The Prime Minister, Bulent Ecevit, is coming under strong pressure to resign. His Democratic Left Party (DSP) lost 46 MPs out of 128 in just five days with nine more forming an internal opposition group. This makes the far-right Nationalist Movement Party (MHP) the biggest party in the ruling coalition.
Turkey’s Parliament is being recalled for 1 September, paving the way for early elections. According to opinion polls, Tayyip Erdogan’s Islamist Justice and Development Party would become the largest party. The last time a pro-Islamic party was in government the military ousted them.
According to the capitalist press this crisis is mainly caused by the illness of Ecevit and the role of his wife as the real leader of the country and the DSP. However, the main reason for this crisis is the turbulent economic situation in the country.
Turkey was one of those countries, together with Argentina, which was very hard hit by an economic slump in 2001.
And with rampant inflation, this slump has led to serious social problems in Turkish society. Typically, four or five "well paid" workers have to share houses because they cannot pay the rent for a house of their own.
The establishment parties are seen as being responsible for the crisis. They meekly follow the orders given by the World Bank and the International Monetary Fund (IMF). According to Turkish economists the country needs to realise at least $4 billion-$5 billion from privatisations. The country furthermore has a huge outstanding foreign debt.
The government today is only following what’s being decided by the IMF which is not in the interests of a majority of the people, but only that of the big banks and multinationals. Ordinary people are becoming more and more alienated from the government and traditional parties.
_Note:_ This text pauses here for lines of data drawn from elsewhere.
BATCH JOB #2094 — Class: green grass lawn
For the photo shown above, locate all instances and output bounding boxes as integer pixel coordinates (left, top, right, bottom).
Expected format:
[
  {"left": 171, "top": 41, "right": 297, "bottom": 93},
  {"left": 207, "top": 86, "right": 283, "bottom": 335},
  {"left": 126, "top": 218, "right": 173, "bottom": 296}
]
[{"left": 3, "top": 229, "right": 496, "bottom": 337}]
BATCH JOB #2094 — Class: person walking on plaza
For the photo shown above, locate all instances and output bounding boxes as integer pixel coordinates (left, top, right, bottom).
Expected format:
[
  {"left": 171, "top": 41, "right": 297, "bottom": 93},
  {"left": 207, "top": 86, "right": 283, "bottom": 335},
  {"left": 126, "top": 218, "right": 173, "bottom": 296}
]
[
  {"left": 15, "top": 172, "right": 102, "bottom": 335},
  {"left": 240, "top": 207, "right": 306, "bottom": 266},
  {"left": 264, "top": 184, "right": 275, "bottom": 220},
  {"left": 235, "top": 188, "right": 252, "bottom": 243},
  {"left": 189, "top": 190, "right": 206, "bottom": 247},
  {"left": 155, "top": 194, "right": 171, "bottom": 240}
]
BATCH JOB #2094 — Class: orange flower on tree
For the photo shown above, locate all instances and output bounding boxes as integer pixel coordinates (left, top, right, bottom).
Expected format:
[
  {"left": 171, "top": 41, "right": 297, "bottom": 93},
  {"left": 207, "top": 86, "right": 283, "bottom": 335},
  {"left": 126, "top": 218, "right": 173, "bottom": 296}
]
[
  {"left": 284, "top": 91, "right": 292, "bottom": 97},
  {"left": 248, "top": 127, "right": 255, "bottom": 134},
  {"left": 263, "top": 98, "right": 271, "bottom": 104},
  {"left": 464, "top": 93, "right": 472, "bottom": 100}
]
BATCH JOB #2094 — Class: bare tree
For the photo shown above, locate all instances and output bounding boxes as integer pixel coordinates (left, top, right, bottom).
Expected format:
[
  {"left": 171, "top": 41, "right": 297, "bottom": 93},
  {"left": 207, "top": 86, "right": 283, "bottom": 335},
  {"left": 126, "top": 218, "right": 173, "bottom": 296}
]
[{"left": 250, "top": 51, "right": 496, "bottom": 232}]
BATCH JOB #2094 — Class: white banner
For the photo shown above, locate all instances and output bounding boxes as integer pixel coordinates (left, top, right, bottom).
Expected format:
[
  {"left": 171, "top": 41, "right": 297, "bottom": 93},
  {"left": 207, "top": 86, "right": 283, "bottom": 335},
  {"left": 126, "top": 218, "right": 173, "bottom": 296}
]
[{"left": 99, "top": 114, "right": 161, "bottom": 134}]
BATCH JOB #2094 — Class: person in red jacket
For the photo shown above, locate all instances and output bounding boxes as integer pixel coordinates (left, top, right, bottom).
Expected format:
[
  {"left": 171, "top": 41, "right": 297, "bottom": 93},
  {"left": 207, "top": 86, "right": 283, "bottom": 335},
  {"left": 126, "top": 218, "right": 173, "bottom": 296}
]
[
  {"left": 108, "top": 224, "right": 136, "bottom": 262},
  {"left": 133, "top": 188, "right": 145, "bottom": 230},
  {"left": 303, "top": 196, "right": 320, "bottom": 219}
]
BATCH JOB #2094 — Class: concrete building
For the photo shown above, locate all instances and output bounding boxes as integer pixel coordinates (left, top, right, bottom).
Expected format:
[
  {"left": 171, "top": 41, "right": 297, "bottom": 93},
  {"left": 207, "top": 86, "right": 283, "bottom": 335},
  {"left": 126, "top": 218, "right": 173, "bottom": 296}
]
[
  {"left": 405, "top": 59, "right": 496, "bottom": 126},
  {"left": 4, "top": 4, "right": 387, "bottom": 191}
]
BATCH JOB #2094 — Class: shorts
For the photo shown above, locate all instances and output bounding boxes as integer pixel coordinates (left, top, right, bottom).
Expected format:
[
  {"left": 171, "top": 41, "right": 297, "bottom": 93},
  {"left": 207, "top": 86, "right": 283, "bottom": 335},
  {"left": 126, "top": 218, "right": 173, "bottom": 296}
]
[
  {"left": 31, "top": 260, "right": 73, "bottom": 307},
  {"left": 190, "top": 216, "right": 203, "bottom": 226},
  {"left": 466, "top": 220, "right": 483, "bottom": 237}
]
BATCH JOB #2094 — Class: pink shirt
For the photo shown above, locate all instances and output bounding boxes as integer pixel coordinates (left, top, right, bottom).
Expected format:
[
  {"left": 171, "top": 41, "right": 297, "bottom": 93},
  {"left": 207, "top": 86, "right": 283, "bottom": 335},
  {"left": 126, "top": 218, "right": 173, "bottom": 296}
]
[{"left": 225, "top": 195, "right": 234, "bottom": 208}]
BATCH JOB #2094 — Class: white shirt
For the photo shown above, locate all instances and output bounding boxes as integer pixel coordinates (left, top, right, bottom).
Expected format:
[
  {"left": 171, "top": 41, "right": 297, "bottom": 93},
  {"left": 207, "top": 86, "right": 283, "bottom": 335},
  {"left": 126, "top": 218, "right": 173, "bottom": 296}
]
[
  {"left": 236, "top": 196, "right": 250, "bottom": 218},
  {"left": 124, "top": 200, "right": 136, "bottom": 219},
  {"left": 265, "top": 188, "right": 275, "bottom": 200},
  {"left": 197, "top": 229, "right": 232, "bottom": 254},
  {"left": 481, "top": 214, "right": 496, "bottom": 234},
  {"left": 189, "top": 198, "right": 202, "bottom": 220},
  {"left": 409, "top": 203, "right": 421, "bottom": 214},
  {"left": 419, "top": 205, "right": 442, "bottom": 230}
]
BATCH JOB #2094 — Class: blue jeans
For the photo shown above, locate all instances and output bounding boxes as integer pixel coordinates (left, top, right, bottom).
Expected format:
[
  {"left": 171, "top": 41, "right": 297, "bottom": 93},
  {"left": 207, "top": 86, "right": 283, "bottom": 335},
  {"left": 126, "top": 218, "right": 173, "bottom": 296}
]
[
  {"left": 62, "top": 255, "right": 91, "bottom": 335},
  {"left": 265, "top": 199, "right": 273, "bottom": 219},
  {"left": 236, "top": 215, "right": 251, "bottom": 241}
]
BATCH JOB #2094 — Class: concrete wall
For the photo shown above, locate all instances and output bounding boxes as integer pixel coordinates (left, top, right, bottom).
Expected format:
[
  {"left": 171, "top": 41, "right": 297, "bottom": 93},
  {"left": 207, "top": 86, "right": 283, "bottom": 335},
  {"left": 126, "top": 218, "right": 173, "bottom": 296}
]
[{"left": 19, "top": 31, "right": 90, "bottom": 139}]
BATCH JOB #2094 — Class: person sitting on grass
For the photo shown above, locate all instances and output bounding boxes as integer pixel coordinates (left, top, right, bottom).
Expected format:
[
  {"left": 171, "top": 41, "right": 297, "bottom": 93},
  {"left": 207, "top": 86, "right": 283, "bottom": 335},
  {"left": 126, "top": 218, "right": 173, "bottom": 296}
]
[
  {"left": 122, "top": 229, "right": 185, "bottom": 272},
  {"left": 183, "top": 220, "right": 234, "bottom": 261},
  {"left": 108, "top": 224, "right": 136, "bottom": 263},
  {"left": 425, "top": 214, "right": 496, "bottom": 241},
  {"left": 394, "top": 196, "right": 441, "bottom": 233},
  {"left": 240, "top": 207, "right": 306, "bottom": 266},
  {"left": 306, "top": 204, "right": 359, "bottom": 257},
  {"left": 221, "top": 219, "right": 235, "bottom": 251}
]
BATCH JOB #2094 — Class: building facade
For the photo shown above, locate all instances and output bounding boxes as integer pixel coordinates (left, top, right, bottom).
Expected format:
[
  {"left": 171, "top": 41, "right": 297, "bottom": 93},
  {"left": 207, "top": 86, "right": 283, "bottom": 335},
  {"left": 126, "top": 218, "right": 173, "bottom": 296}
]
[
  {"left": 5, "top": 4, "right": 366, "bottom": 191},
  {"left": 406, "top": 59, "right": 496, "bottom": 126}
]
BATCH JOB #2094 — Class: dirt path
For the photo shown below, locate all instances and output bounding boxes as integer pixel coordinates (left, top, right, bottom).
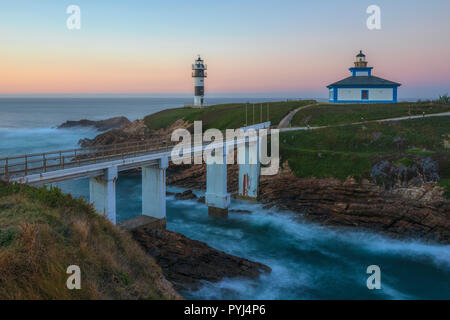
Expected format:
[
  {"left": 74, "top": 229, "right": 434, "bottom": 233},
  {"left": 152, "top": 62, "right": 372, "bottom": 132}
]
[
  {"left": 280, "top": 111, "right": 450, "bottom": 132},
  {"left": 277, "top": 103, "right": 317, "bottom": 128}
]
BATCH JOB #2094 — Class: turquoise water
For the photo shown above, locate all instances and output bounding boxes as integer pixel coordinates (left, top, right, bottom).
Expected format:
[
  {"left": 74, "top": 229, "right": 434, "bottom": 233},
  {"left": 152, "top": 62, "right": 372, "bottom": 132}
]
[
  {"left": 57, "top": 173, "right": 450, "bottom": 300},
  {"left": 1, "top": 98, "right": 449, "bottom": 299}
]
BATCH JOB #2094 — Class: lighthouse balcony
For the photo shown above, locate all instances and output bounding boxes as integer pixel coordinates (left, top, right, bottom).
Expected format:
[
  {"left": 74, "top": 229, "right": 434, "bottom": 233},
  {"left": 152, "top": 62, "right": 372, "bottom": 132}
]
[
  {"left": 192, "top": 71, "right": 208, "bottom": 78},
  {"left": 192, "top": 64, "right": 208, "bottom": 70}
]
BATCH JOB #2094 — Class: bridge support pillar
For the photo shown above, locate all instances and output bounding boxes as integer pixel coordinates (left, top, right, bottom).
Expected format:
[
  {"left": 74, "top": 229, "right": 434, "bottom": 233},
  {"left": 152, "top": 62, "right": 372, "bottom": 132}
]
[
  {"left": 237, "top": 137, "right": 260, "bottom": 200},
  {"left": 89, "top": 166, "right": 118, "bottom": 225},
  {"left": 142, "top": 157, "right": 168, "bottom": 222},
  {"left": 206, "top": 145, "right": 230, "bottom": 218}
]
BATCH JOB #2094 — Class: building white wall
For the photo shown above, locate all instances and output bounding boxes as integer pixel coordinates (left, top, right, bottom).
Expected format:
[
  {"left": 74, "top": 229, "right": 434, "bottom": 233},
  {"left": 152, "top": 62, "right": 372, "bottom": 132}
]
[
  {"left": 336, "top": 88, "right": 393, "bottom": 102},
  {"left": 355, "top": 71, "right": 370, "bottom": 76}
]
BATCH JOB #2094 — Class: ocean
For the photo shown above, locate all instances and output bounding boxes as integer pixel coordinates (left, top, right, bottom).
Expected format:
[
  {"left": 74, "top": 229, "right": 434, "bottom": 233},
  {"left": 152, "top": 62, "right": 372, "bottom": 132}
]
[{"left": 1, "top": 97, "right": 449, "bottom": 299}]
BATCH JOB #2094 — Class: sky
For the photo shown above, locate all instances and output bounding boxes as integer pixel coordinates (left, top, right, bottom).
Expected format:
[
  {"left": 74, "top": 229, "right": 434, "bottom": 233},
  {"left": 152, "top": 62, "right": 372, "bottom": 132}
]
[{"left": 0, "top": 0, "right": 449, "bottom": 99}]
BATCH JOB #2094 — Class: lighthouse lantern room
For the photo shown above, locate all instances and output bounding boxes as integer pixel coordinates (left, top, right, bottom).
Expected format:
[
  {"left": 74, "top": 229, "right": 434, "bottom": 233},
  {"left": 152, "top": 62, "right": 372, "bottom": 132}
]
[{"left": 192, "top": 55, "right": 207, "bottom": 107}]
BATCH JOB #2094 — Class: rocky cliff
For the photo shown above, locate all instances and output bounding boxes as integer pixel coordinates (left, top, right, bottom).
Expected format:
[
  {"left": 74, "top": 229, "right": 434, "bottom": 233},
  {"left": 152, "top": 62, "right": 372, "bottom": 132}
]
[
  {"left": 58, "top": 116, "right": 131, "bottom": 132},
  {"left": 166, "top": 162, "right": 449, "bottom": 243},
  {"left": 131, "top": 226, "right": 271, "bottom": 291}
]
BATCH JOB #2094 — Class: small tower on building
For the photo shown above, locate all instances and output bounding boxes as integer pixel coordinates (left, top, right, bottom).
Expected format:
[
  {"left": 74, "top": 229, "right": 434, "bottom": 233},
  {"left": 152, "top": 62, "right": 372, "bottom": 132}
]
[{"left": 192, "top": 55, "right": 207, "bottom": 107}]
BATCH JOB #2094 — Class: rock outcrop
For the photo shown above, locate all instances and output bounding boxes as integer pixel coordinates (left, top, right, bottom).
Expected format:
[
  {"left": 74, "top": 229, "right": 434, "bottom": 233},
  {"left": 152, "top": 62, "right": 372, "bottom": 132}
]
[
  {"left": 258, "top": 163, "right": 449, "bottom": 243},
  {"left": 166, "top": 162, "right": 449, "bottom": 243},
  {"left": 370, "top": 157, "right": 440, "bottom": 189},
  {"left": 131, "top": 227, "right": 271, "bottom": 291},
  {"left": 58, "top": 116, "right": 131, "bottom": 132}
]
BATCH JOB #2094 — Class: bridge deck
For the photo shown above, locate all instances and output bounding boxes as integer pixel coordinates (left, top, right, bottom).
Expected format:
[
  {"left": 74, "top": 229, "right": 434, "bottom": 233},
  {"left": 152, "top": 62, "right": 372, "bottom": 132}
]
[{"left": 0, "top": 122, "right": 271, "bottom": 186}]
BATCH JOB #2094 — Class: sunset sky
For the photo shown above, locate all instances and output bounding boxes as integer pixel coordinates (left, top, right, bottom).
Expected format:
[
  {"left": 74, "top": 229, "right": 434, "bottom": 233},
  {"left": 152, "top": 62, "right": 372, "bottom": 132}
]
[{"left": 1, "top": 0, "right": 449, "bottom": 99}]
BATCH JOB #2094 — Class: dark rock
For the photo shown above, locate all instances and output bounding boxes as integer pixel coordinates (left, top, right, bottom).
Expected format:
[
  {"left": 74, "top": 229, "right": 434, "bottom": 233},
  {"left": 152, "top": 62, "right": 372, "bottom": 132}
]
[
  {"left": 174, "top": 190, "right": 197, "bottom": 200},
  {"left": 229, "top": 209, "right": 252, "bottom": 214},
  {"left": 370, "top": 157, "right": 440, "bottom": 190},
  {"left": 131, "top": 228, "right": 271, "bottom": 291},
  {"left": 166, "top": 161, "right": 449, "bottom": 243},
  {"left": 197, "top": 196, "right": 205, "bottom": 204},
  {"left": 58, "top": 116, "right": 131, "bottom": 132}
]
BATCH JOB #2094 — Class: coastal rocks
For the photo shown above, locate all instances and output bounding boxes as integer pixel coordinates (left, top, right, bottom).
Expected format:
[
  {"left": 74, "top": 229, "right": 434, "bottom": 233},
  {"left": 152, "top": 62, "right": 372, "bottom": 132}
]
[
  {"left": 78, "top": 119, "right": 154, "bottom": 147},
  {"left": 174, "top": 190, "right": 198, "bottom": 200},
  {"left": 78, "top": 129, "right": 133, "bottom": 147},
  {"left": 259, "top": 165, "right": 450, "bottom": 243},
  {"left": 166, "top": 160, "right": 449, "bottom": 242},
  {"left": 120, "top": 119, "right": 149, "bottom": 136},
  {"left": 131, "top": 227, "right": 271, "bottom": 291},
  {"left": 370, "top": 157, "right": 440, "bottom": 189},
  {"left": 153, "top": 119, "right": 192, "bottom": 136},
  {"left": 229, "top": 209, "right": 252, "bottom": 214},
  {"left": 58, "top": 116, "right": 130, "bottom": 131}
]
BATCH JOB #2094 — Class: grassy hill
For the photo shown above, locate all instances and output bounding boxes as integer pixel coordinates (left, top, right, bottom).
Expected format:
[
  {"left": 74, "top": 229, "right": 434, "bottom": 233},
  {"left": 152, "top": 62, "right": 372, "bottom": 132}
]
[
  {"left": 292, "top": 102, "right": 450, "bottom": 127},
  {"left": 280, "top": 116, "right": 450, "bottom": 197},
  {"left": 0, "top": 182, "right": 179, "bottom": 300},
  {"left": 144, "top": 100, "right": 316, "bottom": 131}
]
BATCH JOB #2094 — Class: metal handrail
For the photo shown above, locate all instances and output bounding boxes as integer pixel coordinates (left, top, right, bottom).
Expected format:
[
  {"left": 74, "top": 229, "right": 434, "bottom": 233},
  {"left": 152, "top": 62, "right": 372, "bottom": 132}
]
[{"left": 0, "top": 136, "right": 174, "bottom": 180}]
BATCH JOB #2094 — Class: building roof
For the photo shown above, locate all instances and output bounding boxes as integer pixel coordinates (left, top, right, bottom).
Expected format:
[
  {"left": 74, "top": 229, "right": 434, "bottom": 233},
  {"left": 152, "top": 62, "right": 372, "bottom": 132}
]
[
  {"left": 356, "top": 50, "right": 365, "bottom": 57},
  {"left": 327, "top": 76, "right": 401, "bottom": 88}
]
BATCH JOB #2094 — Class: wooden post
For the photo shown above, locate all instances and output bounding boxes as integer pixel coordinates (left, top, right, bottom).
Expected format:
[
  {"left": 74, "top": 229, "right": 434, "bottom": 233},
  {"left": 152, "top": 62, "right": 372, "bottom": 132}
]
[
  {"left": 5, "top": 158, "right": 8, "bottom": 177},
  {"left": 260, "top": 104, "right": 262, "bottom": 123},
  {"left": 62, "top": 156, "right": 65, "bottom": 169},
  {"left": 252, "top": 104, "right": 255, "bottom": 124},
  {"left": 43, "top": 154, "right": 47, "bottom": 172},
  {"left": 59, "top": 152, "right": 62, "bottom": 168},
  {"left": 245, "top": 103, "right": 248, "bottom": 126},
  {"left": 25, "top": 155, "right": 28, "bottom": 175}
]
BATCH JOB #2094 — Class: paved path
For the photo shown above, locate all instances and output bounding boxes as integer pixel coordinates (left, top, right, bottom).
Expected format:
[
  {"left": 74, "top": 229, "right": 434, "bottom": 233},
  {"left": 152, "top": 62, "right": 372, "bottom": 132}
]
[
  {"left": 277, "top": 103, "right": 317, "bottom": 128},
  {"left": 280, "top": 111, "right": 450, "bottom": 132}
]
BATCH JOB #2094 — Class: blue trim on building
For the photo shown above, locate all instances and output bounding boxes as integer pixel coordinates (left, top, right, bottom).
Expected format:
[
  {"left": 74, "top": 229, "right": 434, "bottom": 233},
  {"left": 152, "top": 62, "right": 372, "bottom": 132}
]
[
  {"left": 327, "top": 84, "right": 401, "bottom": 89},
  {"left": 393, "top": 87, "right": 398, "bottom": 103},
  {"left": 349, "top": 67, "right": 373, "bottom": 77},
  {"left": 332, "top": 100, "right": 396, "bottom": 104}
]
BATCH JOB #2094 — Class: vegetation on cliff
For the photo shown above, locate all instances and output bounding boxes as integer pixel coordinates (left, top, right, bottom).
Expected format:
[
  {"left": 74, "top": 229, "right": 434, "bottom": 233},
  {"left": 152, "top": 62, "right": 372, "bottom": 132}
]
[
  {"left": 0, "top": 182, "right": 179, "bottom": 300},
  {"left": 280, "top": 116, "right": 449, "bottom": 197},
  {"left": 144, "top": 100, "right": 316, "bottom": 131}
]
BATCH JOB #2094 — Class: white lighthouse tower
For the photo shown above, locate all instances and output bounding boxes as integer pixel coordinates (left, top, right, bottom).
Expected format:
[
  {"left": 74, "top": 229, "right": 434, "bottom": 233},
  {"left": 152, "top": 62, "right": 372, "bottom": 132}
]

This even led to a warning issued by the investment bank Credit Suisse First Boston: "Given the dramatically negative picture that emerged from the most recent opinion polls, it seems likely that the post-election make-up of parliament will be a mess that will rule out tidy market-friendly coalitions and fiscal prudence."
That is probably why the capitalists are now counting on the new party of former minister Isma•l Cem. This party is promoted as an alternative for the DSP, as it is clear that Cem’s party is pro-European Union (EU), pro-IMF, pro-privatisations, etc. It was these capitalist policies, imposed by ministers like Cem, that led to the present crisis.
Turkey has always been a key ally for US-imperialism but an unstable situation in Turkey makes a military intervention in Iraq more difficult.
The recent developments in Turkey clearly show the bankruptcy of the capitalist parties. The far-right MHP tries to present itself as different by opposing the EU. This could bring this party temporarily in a stronger position, with its strong position mainly caused by the weakness of the other parties. The racist MHP however has no solutions for the working class.
The working class will have to play a central role in fighting the bankrupt capitalist system in Turkey. They cannot trust the established politicians but will have to build their own political voice in the form of a new mass workers’ party, which could be formed through the fights against the consequences of the economic crisis. Such a party wouldn’t accept the orders of the IMF but would organise a planned economy in the interest of a majority of the people.
As Turkish history has shown, building a genuine mass workers’ party able to take power is not an abstract issue but a necessity to avoid situations like the bloody military regime following the defeats after the workers’ movements in the 1970s.